Articulation Impairment

Articulation impairment is considered a motor speech difficulty and generally reserved for speech sound errors related to rhotics and sibilants (e.g., derhotacized /r/: bird /bɝd/ → [bɜd]; dentalized/lateralized sibilants: sun /sn/ → [ɬʌn] or [s̪ʌn]; McLeod and Baker, 2017). A child with an articulation impairment is assumed to have the correct phoneme selection but is imprecise in the speech motor specifications and implementation of the sound (Preston et al., 2013; McLeod and Baker, 2017). Studies using ultrasound, EPG and electromagnetic articulography data have shown several aberrant motor patterns to underlie sibilant and rhotic distortions. For rhotics, these may range from undifferentiated tongue protrusion, absent anterior tongue elevation, absent tongue root retraction and subtle issues in relative timing between different components of the tongue gestures (van Lieshout et al., 2008; Preston et al., 2017). Correct /s/ productions involve a groove in the middle of the tongue along with an elevation of the lateral tongue margins (Preston et al., 2016, 2017). Distortions in /s/ production may arise from inadequate anterior tongue control, poor lateral bracing (sides of the tongue down) and missing central groove (McAuliffe and Cornwell, 2008; Preston et al., 2016, 2017).

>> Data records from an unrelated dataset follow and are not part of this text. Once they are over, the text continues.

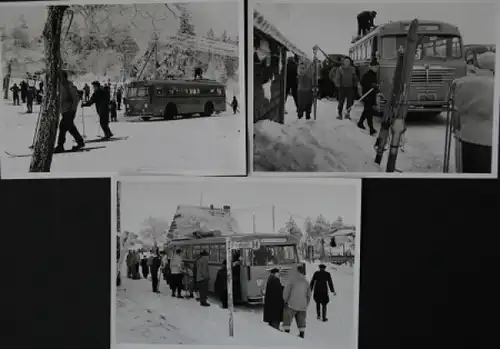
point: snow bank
(323, 145)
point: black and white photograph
(145, 87)
(374, 89)
(254, 261)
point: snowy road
(425, 136)
(144, 317)
(214, 145)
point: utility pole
(274, 220)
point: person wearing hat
(100, 98)
(320, 283)
(273, 300)
(473, 116)
(203, 278)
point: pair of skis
(393, 121)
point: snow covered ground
(209, 146)
(144, 317)
(331, 145)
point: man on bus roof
(473, 116)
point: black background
(429, 266)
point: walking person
(320, 283)
(273, 300)
(15, 93)
(473, 116)
(368, 82)
(296, 296)
(203, 278)
(176, 274)
(100, 98)
(220, 285)
(346, 80)
(69, 99)
(155, 268)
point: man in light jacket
(69, 99)
(296, 296)
(176, 274)
(203, 278)
(473, 117)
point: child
(112, 110)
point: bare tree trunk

Within the AP model, articulation impairments may potentially arise at three levels: Tract Variables, Gestural Scores and dynamical specification of the gestures. We discussed rhotic production issues at the Tract Variables and Gestural Score levels in the Gliding and vocalization of liquids section as a reduction in the number of required gestures (i.e., some parts of the tongue not activated during /r/), limited tongue differentiation, and/or subtle relative timing issues between the different tongue gestures/components. Errors in dynamical specifications of the gestures could also result in speech sound errors. For example, incorrect damping parameter specification for vocal tract constriction degree may result in the Tract Variables (and their associated articulators) overshooting (underdamping) or undershooting (overdamping) their rest/target value (Browman and Goldstein, 1990a; Fuchs et al., 2006).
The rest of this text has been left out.